By the mid-1960s, Colin Chapman’s boundless energy had produced no less than 36 distinctive Lotus automobiles. But the entrepreneurial engineer still yearned to build an inexpensive mid-engine production car with a race version for Team Lotus — and for sale to privateers. Thus the Type 46, or Europa, was revealed in 1965. Built around a box-section central spine chassis, John Frayling’s fiberglass bodywork was bonded to the chassis to form an exceptionally stiff monocoque structure. Crucially, the Europa was low — as low as a Ford GT40 — and aerodynamically efficient, making it a superb platform for a competitive race car.
By the end of 1966, a racing model — the Type 47 GT — had appeared at Brands Hatch and won in the hands of John Miles (who won eight more times that season). Orders began to pour in to Hethel. The heart of the 47 GT was Cosworth’s Ford twin-cam. Bored out to 1,594 cc to fit the 1,600-cc class, it dealt 165 horsepower to the rear wheels through a Hewland magnesium FT200 limited-slip transaxle. The Tecalemit-Jackson fuel-injection was standard, although buyers could opt for twin Webers.
This rare survivor of the European racing circuit was one of five identical 47 GTs delivered new, in white, from the factory to Portugal’s Team Palma. Four cars were sold to gentlemen drivers, but Team Palma kept GT-015.

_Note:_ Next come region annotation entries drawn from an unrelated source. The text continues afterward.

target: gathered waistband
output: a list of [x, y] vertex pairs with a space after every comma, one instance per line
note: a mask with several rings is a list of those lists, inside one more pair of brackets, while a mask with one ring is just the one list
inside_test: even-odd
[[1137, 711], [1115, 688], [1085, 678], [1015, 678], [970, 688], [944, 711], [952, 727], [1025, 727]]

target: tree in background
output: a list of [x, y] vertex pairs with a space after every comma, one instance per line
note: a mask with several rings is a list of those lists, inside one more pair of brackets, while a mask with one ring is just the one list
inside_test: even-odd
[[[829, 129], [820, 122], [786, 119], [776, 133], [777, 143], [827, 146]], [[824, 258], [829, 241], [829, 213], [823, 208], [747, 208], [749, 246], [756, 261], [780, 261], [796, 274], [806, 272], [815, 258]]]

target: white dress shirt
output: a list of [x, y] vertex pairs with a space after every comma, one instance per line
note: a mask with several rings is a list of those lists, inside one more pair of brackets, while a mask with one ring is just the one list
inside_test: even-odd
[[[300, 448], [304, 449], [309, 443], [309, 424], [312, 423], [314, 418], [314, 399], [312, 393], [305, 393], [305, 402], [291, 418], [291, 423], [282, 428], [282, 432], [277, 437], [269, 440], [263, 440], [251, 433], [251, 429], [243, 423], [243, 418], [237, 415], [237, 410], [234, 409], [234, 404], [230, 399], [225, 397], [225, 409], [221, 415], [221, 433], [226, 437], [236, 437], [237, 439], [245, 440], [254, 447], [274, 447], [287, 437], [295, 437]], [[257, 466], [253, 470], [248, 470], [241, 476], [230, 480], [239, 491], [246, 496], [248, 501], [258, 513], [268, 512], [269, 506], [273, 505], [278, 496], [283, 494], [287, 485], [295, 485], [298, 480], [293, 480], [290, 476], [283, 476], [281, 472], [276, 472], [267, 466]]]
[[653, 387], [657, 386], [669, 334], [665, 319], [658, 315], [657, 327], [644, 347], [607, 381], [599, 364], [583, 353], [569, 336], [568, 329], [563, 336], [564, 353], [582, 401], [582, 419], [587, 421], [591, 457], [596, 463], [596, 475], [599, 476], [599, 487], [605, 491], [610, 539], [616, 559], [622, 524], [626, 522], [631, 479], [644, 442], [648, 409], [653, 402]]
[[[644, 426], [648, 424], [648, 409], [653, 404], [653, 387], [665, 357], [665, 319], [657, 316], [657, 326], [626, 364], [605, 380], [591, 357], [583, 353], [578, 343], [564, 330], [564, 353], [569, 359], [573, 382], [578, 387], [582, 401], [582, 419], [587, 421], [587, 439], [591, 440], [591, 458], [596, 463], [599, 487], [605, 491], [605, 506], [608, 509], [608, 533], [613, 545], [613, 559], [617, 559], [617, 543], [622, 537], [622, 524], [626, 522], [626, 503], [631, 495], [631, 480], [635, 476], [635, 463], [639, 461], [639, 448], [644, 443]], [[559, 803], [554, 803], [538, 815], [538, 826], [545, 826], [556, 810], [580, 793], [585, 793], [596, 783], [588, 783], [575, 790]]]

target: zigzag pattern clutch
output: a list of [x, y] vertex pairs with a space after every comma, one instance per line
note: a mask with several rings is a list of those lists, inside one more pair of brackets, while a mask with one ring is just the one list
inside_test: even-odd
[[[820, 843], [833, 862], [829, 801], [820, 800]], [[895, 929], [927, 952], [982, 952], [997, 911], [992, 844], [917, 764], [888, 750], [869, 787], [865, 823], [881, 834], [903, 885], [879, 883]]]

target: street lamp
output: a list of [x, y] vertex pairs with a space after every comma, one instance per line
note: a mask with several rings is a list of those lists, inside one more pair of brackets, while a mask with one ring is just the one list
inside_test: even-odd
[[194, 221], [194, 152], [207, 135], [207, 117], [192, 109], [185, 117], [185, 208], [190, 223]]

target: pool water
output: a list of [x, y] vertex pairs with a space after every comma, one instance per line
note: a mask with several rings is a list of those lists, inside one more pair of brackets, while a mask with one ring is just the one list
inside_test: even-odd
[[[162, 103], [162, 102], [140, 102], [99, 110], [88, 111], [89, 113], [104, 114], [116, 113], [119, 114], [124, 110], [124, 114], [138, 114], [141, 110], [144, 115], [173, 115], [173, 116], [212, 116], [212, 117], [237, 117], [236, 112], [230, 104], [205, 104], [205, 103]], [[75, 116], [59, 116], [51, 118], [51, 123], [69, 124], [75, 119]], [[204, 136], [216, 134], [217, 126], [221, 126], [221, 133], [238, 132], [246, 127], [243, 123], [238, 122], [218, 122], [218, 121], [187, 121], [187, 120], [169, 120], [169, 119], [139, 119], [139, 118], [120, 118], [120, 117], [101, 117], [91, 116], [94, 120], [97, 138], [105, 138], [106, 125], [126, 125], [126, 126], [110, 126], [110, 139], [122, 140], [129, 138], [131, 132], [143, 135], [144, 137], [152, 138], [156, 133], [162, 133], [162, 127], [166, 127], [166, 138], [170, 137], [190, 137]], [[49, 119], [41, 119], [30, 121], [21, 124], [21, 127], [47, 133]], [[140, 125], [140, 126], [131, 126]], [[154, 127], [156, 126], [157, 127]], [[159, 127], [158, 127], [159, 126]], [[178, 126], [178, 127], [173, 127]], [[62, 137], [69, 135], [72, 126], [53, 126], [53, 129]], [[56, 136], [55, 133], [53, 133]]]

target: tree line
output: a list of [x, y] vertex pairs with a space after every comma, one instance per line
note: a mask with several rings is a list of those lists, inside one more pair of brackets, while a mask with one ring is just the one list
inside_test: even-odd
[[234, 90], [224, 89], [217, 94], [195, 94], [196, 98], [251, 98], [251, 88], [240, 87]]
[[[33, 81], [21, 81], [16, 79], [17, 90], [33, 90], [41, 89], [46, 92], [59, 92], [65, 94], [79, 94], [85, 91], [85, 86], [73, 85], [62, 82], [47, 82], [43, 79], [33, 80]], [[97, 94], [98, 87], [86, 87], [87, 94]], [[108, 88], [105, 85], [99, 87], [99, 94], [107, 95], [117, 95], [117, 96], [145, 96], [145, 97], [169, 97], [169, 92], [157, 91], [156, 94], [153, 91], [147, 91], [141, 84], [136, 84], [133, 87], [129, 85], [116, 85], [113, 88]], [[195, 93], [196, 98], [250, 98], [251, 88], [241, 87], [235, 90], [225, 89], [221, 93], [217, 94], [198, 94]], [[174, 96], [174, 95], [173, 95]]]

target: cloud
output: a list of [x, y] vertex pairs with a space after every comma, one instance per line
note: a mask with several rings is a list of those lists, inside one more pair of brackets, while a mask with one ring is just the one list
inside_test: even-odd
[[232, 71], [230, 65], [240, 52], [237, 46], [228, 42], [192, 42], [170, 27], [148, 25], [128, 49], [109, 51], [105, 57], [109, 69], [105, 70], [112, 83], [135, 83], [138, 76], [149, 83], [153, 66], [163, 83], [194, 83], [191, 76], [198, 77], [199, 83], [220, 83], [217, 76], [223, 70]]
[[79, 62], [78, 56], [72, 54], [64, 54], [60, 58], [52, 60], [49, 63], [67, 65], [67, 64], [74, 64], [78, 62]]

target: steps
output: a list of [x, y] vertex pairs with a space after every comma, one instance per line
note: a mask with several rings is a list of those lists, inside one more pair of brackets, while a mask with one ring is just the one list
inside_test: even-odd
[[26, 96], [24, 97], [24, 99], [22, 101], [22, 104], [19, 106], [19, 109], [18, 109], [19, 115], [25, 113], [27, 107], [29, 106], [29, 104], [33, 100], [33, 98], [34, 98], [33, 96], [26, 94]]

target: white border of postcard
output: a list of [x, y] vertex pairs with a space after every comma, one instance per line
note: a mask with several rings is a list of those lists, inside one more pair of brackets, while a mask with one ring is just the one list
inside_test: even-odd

The present owner, a well-known vintage Lotus racer, bought the car in the U.K. in 1988. It underwent a long restoration in America — finished in 2005 — that included crack tests of the suspension components, renewing them as needed. The bodywork was repaired and repainted in Team Palma blue. Although the car was restored for competition, any plans to race the car should include a thorough vetting, setup and any refurbishment work necessary.